You can now log precision recall and ROC curves, and confusion matrices natively using Weights & Biases. You can also use our heatmaps to create attention maps.

Computes the confusion matrix to evaluate the accuracy of a classification. It's useful for assessing the quality of model predictions and finding patterns in the predictions the model gets wrong.

The diagonal represents the predictions the model got right, i.e. where the actual label is equal to the predicted label.

```
# Confusion Matrices
wandb.sklearn.plot_confusion_matrix(y_test, y_pred, nb.classes_)
```

- y_true (arr): Test set labels.
- y_probas (arr): Test set predicted probabilities.
- labels (list): Named labels for target varible (y).

Computes the tradeoff between precision and recall for different thresholds. A high area under the curve represents both high recall and high precision, where high precision relates to a low false positive rate, and high recall relates to a low false negative rate.

High scores for both show that the classifier is returning accurate results (high precision), as well as returning a majority of all positive results (high recall). PR curves are useful when the classes are very imbalanced.

```
# Precision Recall
wandb.log({'pr': wandb.plots.precision_recall(y_test, y_probas, nb.classes_)})
```

- y_true (arr): Test set labels.
- y_probas (arr): Test set predicted probabilities.
- labels (list): Named labels for target varible (y).

ROC curves plot true positive rate (y-axis) vs false positive rate (x-axis). The ideal score is a TPR = 1 and FPR = 0, which is the point on the top left.

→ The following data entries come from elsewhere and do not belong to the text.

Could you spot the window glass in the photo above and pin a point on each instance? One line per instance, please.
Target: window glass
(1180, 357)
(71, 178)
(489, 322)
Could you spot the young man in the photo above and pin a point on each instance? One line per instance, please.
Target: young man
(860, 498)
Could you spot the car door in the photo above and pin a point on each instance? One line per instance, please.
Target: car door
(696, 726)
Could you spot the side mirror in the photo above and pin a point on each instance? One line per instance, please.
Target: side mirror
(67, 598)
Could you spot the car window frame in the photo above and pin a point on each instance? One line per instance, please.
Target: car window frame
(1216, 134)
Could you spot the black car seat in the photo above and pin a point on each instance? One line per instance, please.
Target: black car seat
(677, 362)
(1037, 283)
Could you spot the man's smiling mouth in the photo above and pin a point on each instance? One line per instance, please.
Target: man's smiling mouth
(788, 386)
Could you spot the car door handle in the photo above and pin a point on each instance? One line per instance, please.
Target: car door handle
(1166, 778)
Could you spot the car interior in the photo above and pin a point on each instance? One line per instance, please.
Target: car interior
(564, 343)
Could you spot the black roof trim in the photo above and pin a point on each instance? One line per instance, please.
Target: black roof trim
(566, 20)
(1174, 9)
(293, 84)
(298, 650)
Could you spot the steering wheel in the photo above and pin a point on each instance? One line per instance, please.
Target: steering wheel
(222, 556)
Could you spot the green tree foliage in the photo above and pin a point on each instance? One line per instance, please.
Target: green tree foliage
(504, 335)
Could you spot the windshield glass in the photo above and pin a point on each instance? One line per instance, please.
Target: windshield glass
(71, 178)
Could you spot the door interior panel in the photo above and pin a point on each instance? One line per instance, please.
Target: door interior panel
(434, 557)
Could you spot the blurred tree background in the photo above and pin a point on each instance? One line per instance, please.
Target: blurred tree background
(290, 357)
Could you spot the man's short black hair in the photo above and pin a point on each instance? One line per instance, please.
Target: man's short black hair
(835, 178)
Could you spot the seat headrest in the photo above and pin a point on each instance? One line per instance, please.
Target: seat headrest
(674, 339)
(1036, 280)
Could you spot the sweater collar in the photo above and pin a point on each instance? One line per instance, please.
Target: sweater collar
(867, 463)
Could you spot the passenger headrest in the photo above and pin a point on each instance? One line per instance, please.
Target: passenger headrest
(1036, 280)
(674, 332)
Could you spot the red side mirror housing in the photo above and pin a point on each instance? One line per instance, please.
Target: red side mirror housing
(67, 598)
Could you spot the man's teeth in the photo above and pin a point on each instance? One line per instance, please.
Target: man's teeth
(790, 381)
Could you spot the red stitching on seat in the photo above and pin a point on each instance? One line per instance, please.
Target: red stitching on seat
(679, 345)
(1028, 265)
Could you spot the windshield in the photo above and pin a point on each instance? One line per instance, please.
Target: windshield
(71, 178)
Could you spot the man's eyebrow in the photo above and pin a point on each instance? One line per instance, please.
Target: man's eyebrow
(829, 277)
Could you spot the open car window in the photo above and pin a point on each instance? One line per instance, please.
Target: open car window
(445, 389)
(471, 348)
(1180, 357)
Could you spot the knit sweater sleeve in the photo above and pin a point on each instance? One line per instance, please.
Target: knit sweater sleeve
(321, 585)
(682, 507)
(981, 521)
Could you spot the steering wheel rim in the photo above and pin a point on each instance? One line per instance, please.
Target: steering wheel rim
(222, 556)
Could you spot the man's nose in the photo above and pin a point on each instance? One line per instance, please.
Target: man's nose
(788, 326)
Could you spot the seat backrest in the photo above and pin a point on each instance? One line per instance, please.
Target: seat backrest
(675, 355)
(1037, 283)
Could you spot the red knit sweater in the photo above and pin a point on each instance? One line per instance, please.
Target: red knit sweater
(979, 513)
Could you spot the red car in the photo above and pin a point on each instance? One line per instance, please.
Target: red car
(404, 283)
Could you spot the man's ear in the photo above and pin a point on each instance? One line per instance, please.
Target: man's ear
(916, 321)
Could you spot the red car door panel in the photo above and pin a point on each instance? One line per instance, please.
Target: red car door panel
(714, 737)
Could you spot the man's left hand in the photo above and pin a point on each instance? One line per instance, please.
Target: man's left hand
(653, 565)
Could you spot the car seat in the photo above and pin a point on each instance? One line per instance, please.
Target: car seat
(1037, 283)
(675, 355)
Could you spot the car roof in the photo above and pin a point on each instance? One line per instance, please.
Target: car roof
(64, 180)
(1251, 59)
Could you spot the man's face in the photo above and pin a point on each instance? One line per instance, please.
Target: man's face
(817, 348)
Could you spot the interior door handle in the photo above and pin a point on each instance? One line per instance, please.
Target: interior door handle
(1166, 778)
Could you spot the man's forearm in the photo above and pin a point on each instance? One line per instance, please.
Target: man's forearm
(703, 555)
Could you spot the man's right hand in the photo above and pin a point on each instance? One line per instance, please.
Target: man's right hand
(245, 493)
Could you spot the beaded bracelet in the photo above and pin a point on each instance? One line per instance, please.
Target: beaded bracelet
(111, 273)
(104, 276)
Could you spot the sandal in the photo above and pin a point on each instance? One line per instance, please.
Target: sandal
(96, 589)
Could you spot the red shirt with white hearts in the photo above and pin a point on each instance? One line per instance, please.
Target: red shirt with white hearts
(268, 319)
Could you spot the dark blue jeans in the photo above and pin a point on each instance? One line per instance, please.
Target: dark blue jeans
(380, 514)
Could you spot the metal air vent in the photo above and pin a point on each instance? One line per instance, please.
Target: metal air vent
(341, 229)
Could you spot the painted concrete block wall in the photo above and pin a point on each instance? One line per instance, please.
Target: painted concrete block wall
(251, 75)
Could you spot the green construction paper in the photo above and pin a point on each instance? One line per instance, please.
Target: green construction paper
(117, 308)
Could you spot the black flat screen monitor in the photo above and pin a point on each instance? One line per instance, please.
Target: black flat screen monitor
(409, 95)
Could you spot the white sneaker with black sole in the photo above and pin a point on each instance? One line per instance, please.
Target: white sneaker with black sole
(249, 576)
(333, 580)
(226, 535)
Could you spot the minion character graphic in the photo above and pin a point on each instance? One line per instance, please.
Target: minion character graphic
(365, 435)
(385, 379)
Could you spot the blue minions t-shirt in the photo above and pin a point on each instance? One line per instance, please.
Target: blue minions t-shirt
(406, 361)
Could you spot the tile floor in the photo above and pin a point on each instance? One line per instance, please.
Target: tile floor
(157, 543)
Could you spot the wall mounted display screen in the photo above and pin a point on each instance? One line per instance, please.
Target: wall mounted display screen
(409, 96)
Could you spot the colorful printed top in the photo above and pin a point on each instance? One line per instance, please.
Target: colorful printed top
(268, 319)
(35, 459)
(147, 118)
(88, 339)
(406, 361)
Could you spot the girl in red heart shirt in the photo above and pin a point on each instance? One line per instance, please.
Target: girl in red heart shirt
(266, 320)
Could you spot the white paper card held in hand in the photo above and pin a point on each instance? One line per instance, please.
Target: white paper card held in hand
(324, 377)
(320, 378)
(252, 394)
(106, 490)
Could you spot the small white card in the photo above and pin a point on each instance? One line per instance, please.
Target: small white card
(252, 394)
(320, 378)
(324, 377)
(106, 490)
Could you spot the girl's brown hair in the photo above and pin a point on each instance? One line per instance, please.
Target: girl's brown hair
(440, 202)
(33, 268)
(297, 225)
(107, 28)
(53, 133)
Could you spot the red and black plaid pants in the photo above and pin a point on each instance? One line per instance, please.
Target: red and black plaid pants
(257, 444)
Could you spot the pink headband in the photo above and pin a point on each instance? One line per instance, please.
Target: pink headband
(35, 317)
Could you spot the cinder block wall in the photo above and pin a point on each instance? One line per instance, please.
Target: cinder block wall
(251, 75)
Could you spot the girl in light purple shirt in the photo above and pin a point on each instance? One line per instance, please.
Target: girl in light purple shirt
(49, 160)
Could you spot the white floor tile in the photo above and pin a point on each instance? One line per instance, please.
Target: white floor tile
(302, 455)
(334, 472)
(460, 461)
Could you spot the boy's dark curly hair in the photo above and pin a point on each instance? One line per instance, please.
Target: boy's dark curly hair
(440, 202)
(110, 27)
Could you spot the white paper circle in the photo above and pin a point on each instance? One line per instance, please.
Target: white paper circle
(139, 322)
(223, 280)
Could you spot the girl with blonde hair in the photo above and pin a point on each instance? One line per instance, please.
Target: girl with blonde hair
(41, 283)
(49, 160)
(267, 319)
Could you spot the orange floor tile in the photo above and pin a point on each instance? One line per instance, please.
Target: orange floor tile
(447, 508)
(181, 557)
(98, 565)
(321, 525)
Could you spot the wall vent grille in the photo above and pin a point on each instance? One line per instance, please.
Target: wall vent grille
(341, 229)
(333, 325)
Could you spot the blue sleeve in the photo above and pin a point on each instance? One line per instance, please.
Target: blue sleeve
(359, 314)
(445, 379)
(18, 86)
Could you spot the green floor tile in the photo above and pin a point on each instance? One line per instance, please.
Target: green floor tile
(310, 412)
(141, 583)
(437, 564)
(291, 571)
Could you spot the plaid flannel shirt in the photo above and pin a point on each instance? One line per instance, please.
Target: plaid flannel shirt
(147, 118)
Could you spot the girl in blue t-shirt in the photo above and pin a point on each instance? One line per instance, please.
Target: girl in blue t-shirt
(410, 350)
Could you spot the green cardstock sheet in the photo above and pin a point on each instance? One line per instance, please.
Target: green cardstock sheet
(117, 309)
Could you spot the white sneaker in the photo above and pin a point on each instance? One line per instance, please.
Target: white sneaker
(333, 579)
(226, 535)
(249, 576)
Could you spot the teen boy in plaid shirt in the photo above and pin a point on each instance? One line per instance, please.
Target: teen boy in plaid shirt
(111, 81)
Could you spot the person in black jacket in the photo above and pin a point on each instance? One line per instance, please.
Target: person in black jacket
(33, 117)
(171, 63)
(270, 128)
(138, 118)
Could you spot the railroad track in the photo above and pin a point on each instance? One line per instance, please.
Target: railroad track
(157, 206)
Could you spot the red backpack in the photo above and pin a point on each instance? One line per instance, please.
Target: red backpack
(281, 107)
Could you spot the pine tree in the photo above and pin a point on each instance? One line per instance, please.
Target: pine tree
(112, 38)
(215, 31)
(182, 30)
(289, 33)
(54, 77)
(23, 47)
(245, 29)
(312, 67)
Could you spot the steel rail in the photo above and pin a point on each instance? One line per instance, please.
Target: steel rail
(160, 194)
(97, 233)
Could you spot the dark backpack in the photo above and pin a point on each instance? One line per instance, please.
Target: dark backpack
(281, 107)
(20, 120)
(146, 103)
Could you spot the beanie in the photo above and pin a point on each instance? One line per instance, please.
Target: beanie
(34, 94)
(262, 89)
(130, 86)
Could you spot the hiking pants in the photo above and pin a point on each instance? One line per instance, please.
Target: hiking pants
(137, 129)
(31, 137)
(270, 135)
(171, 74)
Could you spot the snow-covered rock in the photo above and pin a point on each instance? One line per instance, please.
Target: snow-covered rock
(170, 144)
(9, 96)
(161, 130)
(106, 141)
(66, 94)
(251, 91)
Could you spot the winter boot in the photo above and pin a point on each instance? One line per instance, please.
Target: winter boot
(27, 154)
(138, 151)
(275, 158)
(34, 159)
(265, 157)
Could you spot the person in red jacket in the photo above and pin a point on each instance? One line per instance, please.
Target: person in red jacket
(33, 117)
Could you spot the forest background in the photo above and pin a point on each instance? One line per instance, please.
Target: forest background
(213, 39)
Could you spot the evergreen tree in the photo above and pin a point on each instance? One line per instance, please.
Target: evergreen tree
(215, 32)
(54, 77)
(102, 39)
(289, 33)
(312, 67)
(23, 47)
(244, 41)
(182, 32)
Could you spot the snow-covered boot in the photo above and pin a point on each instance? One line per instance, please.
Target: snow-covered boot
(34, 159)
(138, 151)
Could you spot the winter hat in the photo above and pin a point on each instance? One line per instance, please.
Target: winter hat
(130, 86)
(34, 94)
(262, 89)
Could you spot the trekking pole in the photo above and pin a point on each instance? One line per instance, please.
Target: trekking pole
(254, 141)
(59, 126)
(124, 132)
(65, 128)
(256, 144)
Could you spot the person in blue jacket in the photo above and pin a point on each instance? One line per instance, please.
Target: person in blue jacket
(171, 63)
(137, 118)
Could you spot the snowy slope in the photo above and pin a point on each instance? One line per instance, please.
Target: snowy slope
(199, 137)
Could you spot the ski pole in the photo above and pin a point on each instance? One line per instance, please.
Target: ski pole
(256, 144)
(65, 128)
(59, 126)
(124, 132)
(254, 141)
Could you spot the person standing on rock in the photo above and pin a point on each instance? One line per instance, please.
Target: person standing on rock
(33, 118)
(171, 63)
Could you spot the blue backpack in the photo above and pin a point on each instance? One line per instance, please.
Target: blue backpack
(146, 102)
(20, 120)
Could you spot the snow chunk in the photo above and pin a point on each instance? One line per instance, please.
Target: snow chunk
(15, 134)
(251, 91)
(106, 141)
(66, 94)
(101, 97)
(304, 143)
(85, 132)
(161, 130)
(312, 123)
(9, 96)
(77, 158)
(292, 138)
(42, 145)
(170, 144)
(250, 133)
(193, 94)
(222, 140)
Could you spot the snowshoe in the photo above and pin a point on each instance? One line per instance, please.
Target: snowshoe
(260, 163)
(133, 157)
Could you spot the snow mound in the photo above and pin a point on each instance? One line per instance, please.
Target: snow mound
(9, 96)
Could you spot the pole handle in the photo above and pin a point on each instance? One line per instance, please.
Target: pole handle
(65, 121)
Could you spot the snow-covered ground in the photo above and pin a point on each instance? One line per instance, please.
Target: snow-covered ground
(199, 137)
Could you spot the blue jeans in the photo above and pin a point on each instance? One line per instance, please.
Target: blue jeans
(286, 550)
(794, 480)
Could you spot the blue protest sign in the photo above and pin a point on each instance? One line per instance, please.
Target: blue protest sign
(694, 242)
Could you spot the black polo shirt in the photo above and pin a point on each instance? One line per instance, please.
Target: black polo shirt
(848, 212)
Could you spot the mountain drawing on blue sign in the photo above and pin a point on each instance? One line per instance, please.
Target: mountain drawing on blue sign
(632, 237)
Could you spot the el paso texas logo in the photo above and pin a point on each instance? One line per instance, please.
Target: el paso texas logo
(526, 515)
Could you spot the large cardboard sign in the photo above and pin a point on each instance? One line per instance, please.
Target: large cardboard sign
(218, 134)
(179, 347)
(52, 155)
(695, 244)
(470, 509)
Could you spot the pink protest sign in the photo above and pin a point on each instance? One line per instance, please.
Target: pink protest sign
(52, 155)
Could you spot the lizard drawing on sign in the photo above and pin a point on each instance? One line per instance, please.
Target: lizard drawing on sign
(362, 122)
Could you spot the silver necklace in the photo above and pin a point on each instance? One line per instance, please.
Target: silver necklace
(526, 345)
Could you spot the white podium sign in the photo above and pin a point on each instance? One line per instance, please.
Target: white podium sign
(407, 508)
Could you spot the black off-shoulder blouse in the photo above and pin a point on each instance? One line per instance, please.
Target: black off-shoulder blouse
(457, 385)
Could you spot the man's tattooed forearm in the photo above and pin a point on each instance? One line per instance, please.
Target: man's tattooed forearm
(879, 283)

Typically we calculate the area under the ROC curve (AUC-ROC), and the greater the AUC-ROC the better.

Here we can see our model is slightly better at predicting the class Negative emotion, as evidenced by the larger area under the ROC.

```
# ROC
wandb.log({'roc': wandb.plots.ROC(y_test, y_probas, nb.classes_)})
```

- y_true (arr): Test set labels.
- y_probas (arr): Test set predicted probabilities.
- labels (list): Named labels for target varible (y).

Heatmaps that can be used to make attention maps, confusion matrices et all.

```
# ExplainText
'''
Arguments:
matrix_values (arr): 2D dataset of shape x_labels * y_labels, containing
heatmap values that can be coerced into an ndarray.
x_labels (list): Named labels for rows (x_axis).
y_labels (list): Named labels for columns (y_axis).
show_text (bool): Show text values in heatmap cells.
'''
wandb.log({'heatmap_with_text': wandb.plots.HeatMap(x_labels, y_labels, matrix_values, show_text=False)})
```

Here's an example of the attention maps for a Neural Machine Translation model that converts from english → french. We draw attention maps at the 2nd, 20th epochs and 100th. Here we can see that the model starts out by not knowing which words to pay attention to (and uses `<res>`

to predict all words, and slowly learns which ones to pay attention to over the course of the next 100 epochs.